When feelings presented as judgements/conclusions/opinions/beliefs and/or desires/fears/priorities ineffective communications can occur.

Ineffective Communication: I feel that all humans should/ought/etc. use statements of feelings to describe physiological feelings/sensations as reactions to realizations of physiological/unlearned/organic desires/fears/priorities or psychological feelings/emotions as reactions to realizations of psychological/learned/mental desires/fears/priorities. [This statement is a judgement/conclusion/opinion/belief and not a description of feelings.]

Effective Communication: I desire that all humans should/ought/etc. use statements of feelings to describe physiological feelings/sensations as reactions to realizations of physiological/unlearned/organic desires/fears/priorities or psychological feelings/emotions as reactions to realizations of psychological/learned/mental desires/fears/priorities. [This statement is a statement of a desire and clearly not a description of feelings.]

Feeling good (happy/happiness) about/inre a person/object/event does not mean that person/object/event is real/true/innocent/etc.; feeling bad (unhappy/unhappiness) about/inre a person/object/event does not mean that person/object/event is unreal/false/guilty/etc.

Feeling good about O. J. Simpson/Robert Blake does not mean O. J. Simpson/Robert Blake is real/true/innocent; feeling bad about O. J. Simpson/Robert Blake does not mean O. J. Simpson/Robert Blake is unreal/false/guilty/etc.

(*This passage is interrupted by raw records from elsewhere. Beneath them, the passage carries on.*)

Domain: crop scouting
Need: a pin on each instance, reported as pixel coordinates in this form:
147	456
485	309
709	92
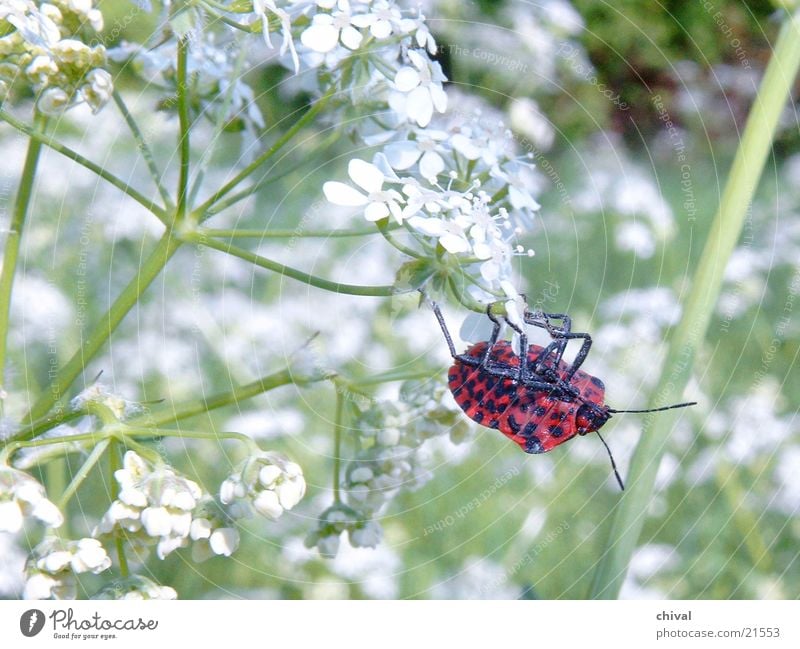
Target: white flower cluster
22	496
337	519
43	44
217	84
268	482
456	183
135	587
156	505
390	434
52	568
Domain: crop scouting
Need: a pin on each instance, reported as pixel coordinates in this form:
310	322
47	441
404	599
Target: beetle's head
591	417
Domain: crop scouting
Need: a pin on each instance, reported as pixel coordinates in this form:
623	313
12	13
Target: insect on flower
532	396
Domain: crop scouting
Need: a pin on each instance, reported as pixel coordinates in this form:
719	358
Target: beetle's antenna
677	405
613	464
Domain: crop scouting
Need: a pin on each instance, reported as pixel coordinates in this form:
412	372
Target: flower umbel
268	482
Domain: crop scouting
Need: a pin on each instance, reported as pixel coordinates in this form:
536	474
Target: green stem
132	432
12	246
147	154
120	184
185	126
306	119
202	406
80	476
114	463
47	423
630	511
130	295
337	446
300	276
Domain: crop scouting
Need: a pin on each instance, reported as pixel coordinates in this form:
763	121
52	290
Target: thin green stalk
300	276
147	154
185	126
12	246
337	446
630	511
114	463
201	406
64	150
291	234
130	295
306	119
81	474
129	431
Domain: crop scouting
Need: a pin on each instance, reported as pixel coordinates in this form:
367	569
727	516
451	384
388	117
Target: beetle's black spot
534	445
505	388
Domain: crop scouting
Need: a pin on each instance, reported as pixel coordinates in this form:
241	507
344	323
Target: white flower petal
402	155
381	29
366	175
352	38
341	194
431	165
11	518
157	521
454	243
269	474
39	586
48	513
420	106
407	79
201	529
320	37
224	541
267	504
376	211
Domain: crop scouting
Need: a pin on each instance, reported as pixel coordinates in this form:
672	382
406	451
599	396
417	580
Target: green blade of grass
630	511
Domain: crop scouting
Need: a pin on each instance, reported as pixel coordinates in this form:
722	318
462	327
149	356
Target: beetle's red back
535	420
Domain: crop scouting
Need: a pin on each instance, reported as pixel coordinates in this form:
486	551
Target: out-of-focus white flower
21	496
418	90
269	482
339	518
379	203
211	535
367	535
54	563
261	7
47	49
136	587
326	30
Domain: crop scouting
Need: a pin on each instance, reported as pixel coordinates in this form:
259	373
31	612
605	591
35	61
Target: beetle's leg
492	339
582	353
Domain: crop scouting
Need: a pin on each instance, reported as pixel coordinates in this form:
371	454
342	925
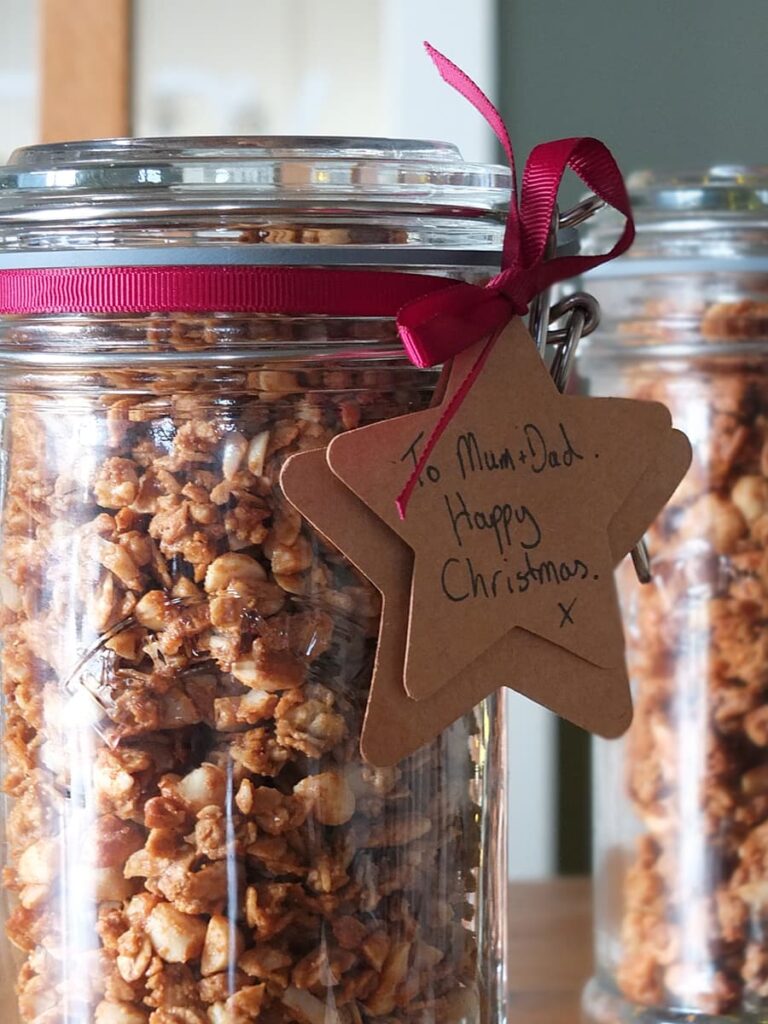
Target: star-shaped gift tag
509	523
593	696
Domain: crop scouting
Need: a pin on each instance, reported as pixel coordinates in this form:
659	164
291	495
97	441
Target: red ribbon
436	318
438	326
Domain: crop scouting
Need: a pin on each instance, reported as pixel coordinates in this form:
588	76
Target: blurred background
668	85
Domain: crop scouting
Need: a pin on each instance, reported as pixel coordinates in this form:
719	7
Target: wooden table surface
550	949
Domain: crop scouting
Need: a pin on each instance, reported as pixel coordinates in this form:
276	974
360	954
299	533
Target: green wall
666	83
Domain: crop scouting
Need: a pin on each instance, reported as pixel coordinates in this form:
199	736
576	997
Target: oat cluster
193	837
693	918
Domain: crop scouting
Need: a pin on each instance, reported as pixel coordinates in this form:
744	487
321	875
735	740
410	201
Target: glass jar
681	803
190	835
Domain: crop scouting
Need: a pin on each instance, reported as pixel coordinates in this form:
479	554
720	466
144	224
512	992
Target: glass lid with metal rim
254	169
371	198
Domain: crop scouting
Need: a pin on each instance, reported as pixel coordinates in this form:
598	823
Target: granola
693	893
185	667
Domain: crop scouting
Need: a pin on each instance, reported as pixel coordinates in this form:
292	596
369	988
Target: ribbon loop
435	327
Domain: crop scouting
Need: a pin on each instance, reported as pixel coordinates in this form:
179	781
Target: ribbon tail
448	414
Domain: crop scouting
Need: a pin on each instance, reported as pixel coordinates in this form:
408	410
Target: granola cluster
694	911
193	837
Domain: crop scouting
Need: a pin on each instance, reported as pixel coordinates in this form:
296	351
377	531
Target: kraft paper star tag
395	725
509	523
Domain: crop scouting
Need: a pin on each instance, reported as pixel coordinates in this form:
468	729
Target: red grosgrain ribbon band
285	290
436	317
437	326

People who confuse their feelings with their desire/fears/priorities often make decisions based upon emotions and not value-judgements/standards, including guidelines for moral behavior (actions/reactions) or conclusions of logical arguments in which premises which are verifiable/falsifiable/verified by physical evidence (people/objects/events comprised of matter/energy) and are relevant to a conclusion produce a conclusion which is valid because it is relevant to the premises and true because the premises have been verified by physical evidence.

An individual can make a decision inre buying a car based upon his feelings, which are actually his judgements/conclusions/opinion/beliefs based upon his desires/fears/priorities, or his logical analysis of the car's features/service record/reliability/etc. inre his desires/fears/priorities. An individual can therefore buy a car because he "feels good" inre the car's yellow color/etc. or because the car's performance features and service record achieve his desires/avoid his fears; either way, because of production inconsistencies he may buy a defective car or a perfect car.

People therefore make decisions and solve problems rationally, from analysis of people/objects/events inre their features as benefits and detriments inre desires/fears/priorities, or irrationally, from feelings as reactions to incomplete analysis of people/objects/events inre their features as benefits and/or detriments.

Summary:

Mind = Desires/Fears/Priorities

Feelings = Reactions to Realizations of Desires/Fears/Priorities.

Feelings Develop in a Sequence, the Desire/Realization/Feeling Sequence, or D/R/F Sequence:

1. Desire: _____ (?) (Wanting a Person/Object/Event)
2. Realization: _____ (?) (Person/Object/Event Achieved/Not Achieved)
3. Feeling: _____ (?) (Reaction to the Realization of the Desire.)